Competency 4 - Engaging with clinicians to inform strategy and drive quality
See below for a list of resources and articles which relate to this Competency. For each resource you will find a helpful summary and combined rating for relevance, accessibility and usefulness. Five is our highest rating and one is the lowest.
DISSEMINATION OF INFORMATION TO SUPPORT CLINICAL DECISION-MAKING
- Privacy and Dignity Assessment Tool
- Knowledge Continuity Management in Healthcare (Journal of Knowledge Management Practice)
- Distributed Knowledge Management in Health Care Administration
- Humana White Paper 0607: Towards NHS 2.0
- Health Care at the Crossroads: Development of a National Performance Measurement Data Strategy (Joint Commission)
- Measuring Safety and Quality
- Keeping People Out of Hospital: The Challenge of Reducing Emergency Admissions
Privacy and Dignity Assessment Tool
The aim of this tool is to provide an opportunity to assess and audit clinical and non-clinical areas to ascertain where improvements are needed to deliver services which safeguard privacy, promote respect, and maintain dignity for all people using the services.
Usability rating: 4
Knowledge Continuity Management in Healthcare (Journal of Knowledge Management Practice)
Knowledge Continuity Management is the efficient and effective transfer of critical operational knowledge from a departing postholder to their successors.

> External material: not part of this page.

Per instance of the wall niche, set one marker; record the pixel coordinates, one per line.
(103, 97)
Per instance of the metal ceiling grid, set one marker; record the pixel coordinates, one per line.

Continuity management can provide cost savings and improved productivity, and this paper applies its principles to healthcare and specifically nursing care, providing procedures to increase operational knowledge, reduce turnover and improve patient care.
Usability rating: 3
Distributed Knowledge Management in Health Care Administration
The distributed KM model widens the scope of KM by including partners in a broader network of knowledge exchange. A fairly technical article.
Usability rating: 3
Humana White Paper 0607: Towards NHS 2.0
A discussion document which uses the analogy of the development of the internet, and particularly the more recent development of web-based networking commonly known as Web 2.0, to explore how a similar development would change the NHS.
Usability rating: 5
Health Care at the Crossroads: Development of a National Performance Measurement Data Strategy (Joint Commission)
This white paper explores how the growing utility of performance data in healthcare has highlighted ways in which data usage is inhibited – for example to support consumer decision-making and performance comparisons.
Usability rating: 4
This report from Dr Foster recognizes that, whatever its source, data can be a powerful clinical and management tool for driving improvements in safety, quality and efficiency. It captures ways in which individuals and organisations in health and social care have innovated with better information to create real improvements to the benefit of their patients. It looks primarily at achievements in improving the quality and safety of services, mostly within the acute sector.
Usability rating: 4
This report from Dr Foster focuses on the role information is playing in implementing world class commissioning standards. It relates some case studies from around fifteen pioneering organisations in commissioning and explores how good information can be the starting point ifororganisations to develop as intelligent commissioners. The stories neatly illustrate the way building relationships and developing new skills and processes go hand in hand with addressing the information challenges. We also look at those who are beginning to show the real power of intelligent commissioning by redesigning local services and fostering innovation.
Usability rating: 5
Keeping People Out of Hospital: The Challenge of Reducing Emergency Admissions
With an aging population and its implications for future healthcare needs, it is becoming more and more important to find ways of reducing emergency admissions and avoiding acute care for long-term conditions This 2007 report from Dr Foster describes the scale of the challenge to the NHS in terms of the projected numbers of, and costs associated with, people with long-term conditions. It explores how the situation varies across PCTs and highlights some of the information gaps that will need to be filled to track the success of initiatives to reduce emergency admissions.